The content validity index (CVI) calculated in the final round of the Delphi survey was used to evaluate the content validity of the scale.
We used EFA and CFA to examine the construct validity of the scale. The total sample was split into two subsamples using the SPSS random-assignment function. The first split half was used for EFA and the second was used for CFA. The cases included in each subsample (n=259) satisfied the requirement for the sample size for EFA and CFA, and their equivalence on demographic characteristics was examined through Mann-Whitney U tests (for continuous variables) and Chi-Square tests (for categorical data).
Exploratory factor analysis
Before conducting EFA, Bartlett’s test of sphericity and the Kaiser-Meyer-Olkin (KMO) test were used to check for the factorability of the data . EFA using principal-components analysis with varimax rotation was performed to explore the underlying factor structure. The number of factors was determined by the eigenvalues and the scree plot. Factors with eigenvalue > 1 were extracted, and the result was considered good when at least 60% of the variance was explained by the identified factors . According to the scree plot, the number of factors is indicated by the point at which the line indicating the slope begins to flatten . Meanwhile, we assessed the best EFA solution based on multiple criteria as primary factor loadings > 0.40 , cross-loadings, the threshold for item communality (h2) was > 0.40 , the interpretability of the factors structure and the theoretical sense of the factors .
Confirmatory factor analysis
CFA was performed to test whether the data fit the hypothesized measurement model, which was extracted by EFA. The maximum likelihood estimation method was used for CFA. The fit of the CFA model was assessed using the following fit indices: the normed X2 (X2/df < 3), the root-mean-square error of approximation (RMSEA < 0.08), goodness-of-fit index (GFI > 0.90) and adjusted goodness of fit index (AGFI > 0.90) . Additionally, the average variance extracted (AVE), construct reliability (CR) and the correlation coefficients between factors were calculated to validate the discriminant validity and convergent validity of the sub-factors of the scale. The AVE > 0.70, CR > 0.50 indicated good convergent validity, and the square root of AVE larger than the correlation coefficient between factors, indicated a good discriminant validity [40, 41].
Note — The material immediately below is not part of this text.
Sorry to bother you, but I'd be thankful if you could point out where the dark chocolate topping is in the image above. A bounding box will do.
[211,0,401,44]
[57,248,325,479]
Internal consistency reliability was tested using the Cronbach’s alpha coefficients for the overall scale and each domain. The split-half reliability was used to divide the scale items of SCN-PTB into odd-even parts according to the number, and the correlations of the score between the two parts were computed. The Pearson relation coefficient was calculated between the scores of the 50 patients who completed the SCN-PTB twice at a two-week interval to determine the test-retest reliability. A statistically acceptable reliability coefficient of the total scale should be > 0.70, and a statistically acceptable reliability coefficient of a domain should be > 0.60.
This study was approved by the Ethics Committee of Xi’an Jiaotong University (No. 2020-1244), and written informed consent was obtained from all participants prior to filling out the survey. The investigation process adhered to the principles of confidentiality, with the questionnaires completed anonymously, and the research data were used only in this research.